Back to Peter Cochrane again. During his frequent air travel, he noticed people using mobile phones to photograph – or even video – the screens of other people’s laptops. His blog shows how it’s possible (given enough patience and a bit of experimenting) to get a reasonable picture of someone’s laptop screen. This situation is easily fixed for a modest outlay, through the use of a privacy screen. These clip over the laptop screen and make it impossible to read the screen unless you’re directly in front of it. These screens work along the same lines as polarising sun glasses – do make sure they’re fitted the right way round.
4: If you must use removable media, take extra care
It’s almost an immutable law of nature that, if you copy sensitive data to removable media, eventually, that media is going to get lost. The simplest remedy of course is not to use removable media. My current employer bans the use of these devices on Public Sector projects and, at one time, at least one UK government department filled the USB ports of laptops with superglue, to be absolutely sure. Of course, a blanket ban isn’t always practicable, so, if you do need to use a memory stick, removable drive or similar, here are a few suggestions:
- Don’t ever allow the use of personal removable devices – you have no idea how or where they’ve been used before or will be next
- Have a pool of memory sticks for your project, clearly marked and with some sort of unique identifier. Make team members check them in and out (with a signature) when they need them and make sure that missing or overdue devices are always followed up immediately.
- Always encrypt the device. As we discussed earlier in this article, the use of whole disk encryption when dealing with sensitive information is absolutely vital. So, if all your team members have the capability, it’s crazy not to use it for removable devices as well.

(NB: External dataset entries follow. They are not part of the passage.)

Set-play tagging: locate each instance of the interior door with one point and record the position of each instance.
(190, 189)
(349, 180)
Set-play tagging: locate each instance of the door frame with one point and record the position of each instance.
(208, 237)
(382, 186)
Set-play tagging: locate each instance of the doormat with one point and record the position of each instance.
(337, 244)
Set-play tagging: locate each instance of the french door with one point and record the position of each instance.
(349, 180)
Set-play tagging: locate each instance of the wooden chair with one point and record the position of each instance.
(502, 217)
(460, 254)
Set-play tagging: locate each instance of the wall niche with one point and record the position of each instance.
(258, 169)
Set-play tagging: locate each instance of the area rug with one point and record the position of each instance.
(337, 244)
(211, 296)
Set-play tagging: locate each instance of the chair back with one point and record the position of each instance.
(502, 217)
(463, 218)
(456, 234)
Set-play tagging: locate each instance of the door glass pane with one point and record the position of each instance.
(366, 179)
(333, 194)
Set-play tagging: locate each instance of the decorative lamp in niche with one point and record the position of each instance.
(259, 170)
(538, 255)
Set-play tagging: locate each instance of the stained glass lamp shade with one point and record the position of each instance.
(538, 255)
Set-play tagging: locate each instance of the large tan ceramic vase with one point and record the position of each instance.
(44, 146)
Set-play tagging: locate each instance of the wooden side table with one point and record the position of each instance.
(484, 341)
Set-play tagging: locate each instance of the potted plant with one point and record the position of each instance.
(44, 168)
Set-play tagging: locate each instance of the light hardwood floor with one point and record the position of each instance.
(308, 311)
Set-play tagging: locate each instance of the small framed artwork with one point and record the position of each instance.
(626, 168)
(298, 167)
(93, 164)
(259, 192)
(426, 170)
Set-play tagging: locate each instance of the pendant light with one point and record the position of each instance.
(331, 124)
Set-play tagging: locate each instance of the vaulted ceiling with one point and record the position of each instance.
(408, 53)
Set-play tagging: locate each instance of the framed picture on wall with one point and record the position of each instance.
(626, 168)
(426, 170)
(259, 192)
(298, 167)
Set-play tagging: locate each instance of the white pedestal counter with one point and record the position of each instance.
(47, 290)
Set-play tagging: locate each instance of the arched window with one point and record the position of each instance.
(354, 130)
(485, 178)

- It’s well worth the effort to select only the minimum amount of data for copying onto the removable media. It might be quicker to export the whole contents of a database, but you must do everything in your power to limit the potential loss.
5: Always use a secure connection over public networks.

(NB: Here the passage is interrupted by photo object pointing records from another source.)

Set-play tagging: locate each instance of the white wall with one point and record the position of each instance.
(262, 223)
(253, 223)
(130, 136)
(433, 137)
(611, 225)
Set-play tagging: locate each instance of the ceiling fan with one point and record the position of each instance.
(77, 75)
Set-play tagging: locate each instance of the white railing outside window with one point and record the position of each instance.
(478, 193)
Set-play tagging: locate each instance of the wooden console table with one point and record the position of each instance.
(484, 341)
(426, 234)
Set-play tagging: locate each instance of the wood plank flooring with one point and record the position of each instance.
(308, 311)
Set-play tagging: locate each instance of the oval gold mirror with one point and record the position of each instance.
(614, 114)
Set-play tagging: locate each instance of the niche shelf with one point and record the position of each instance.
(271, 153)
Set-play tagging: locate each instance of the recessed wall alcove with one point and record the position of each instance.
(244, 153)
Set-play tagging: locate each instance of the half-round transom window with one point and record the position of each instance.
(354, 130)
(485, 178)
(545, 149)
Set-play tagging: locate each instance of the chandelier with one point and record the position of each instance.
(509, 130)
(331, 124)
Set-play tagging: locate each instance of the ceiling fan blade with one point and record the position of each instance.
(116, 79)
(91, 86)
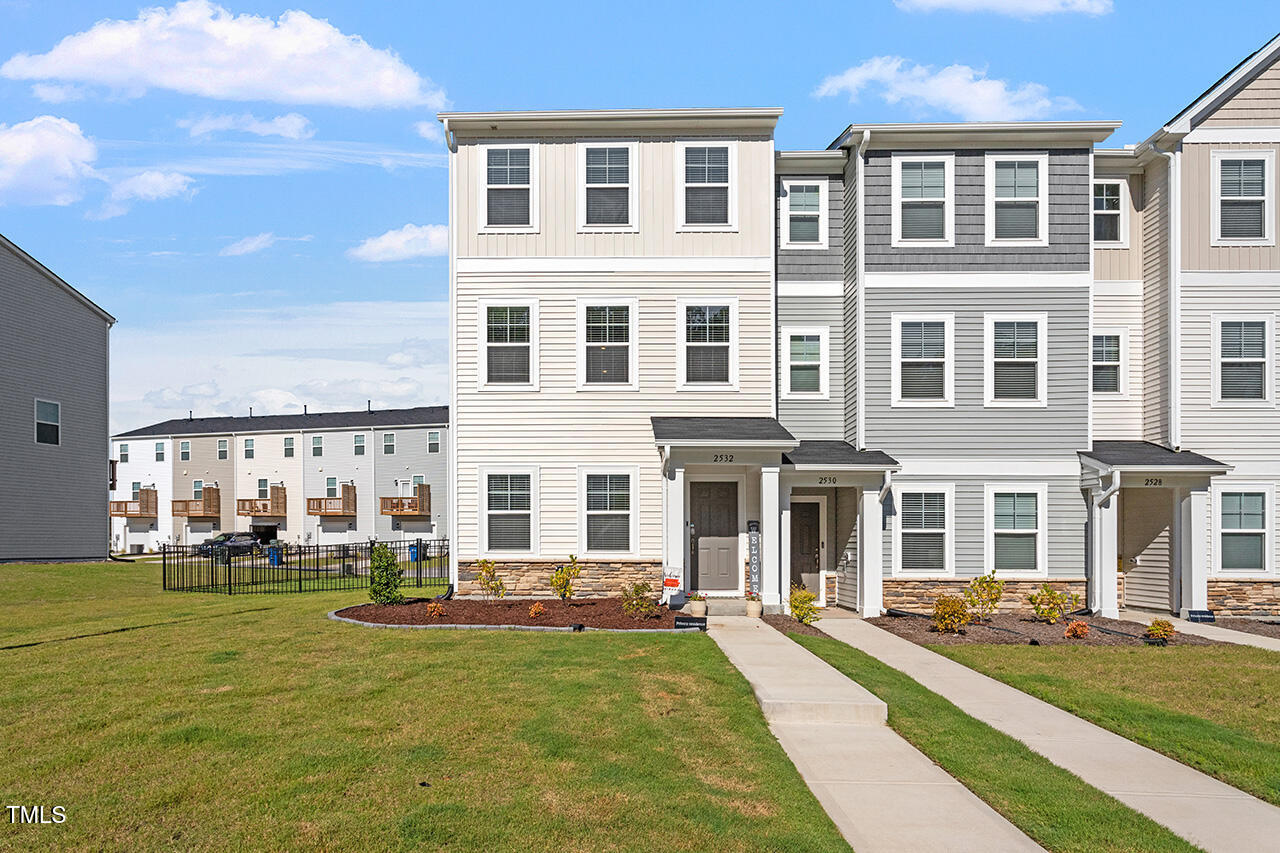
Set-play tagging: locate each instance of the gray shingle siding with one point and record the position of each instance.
(1069, 199)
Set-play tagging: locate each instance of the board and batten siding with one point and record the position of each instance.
(1069, 219)
(814, 418)
(561, 428)
(969, 428)
(656, 183)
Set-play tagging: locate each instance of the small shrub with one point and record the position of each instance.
(983, 596)
(1050, 606)
(950, 615)
(1077, 630)
(804, 605)
(490, 584)
(638, 601)
(384, 576)
(563, 578)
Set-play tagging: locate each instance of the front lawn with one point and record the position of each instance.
(1210, 707)
(193, 721)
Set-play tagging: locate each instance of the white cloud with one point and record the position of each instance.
(403, 243)
(199, 48)
(291, 126)
(1015, 8)
(45, 162)
(956, 90)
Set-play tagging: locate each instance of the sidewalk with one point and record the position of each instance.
(877, 788)
(1200, 808)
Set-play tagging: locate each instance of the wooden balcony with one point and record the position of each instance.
(416, 506)
(334, 507)
(269, 507)
(145, 507)
(208, 507)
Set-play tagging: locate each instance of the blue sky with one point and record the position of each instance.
(268, 220)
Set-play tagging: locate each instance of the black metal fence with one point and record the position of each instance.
(282, 569)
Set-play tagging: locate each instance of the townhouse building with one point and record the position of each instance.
(325, 478)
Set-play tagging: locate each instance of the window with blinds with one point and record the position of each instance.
(507, 345)
(1242, 199)
(707, 343)
(608, 186)
(923, 538)
(1015, 529)
(707, 185)
(1016, 200)
(923, 191)
(508, 186)
(923, 366)
(608, 511)
(1244, 530)
(608, 345)
(1106, 363)
(508, 511)
(1243, 360)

Finally, when you’re out of the office and you need to work, be careful to secure your communications. Assume that all networks (in hotels or other public spaces, in customer sites and even at home) are hostile. Always use a Virtual Private Network (VPN) connection to encrypt all your traffic when connecting to your organisation’s intranet from outside and never use a public computer or your home computer to connect to the intranet.
So, to summarise, a mixture of sensible procedural precautions, together with a few simple and inexpensive technical additions can do much to control the risks of taking sensitive information outside the normal office environment. These measures might be a little inconvenient, but they will go a long way to ensuring that you’re not the one found responsible for a data loss, resulting in massive reputational damage, the loss of contracts and potentially huge fines for your employer.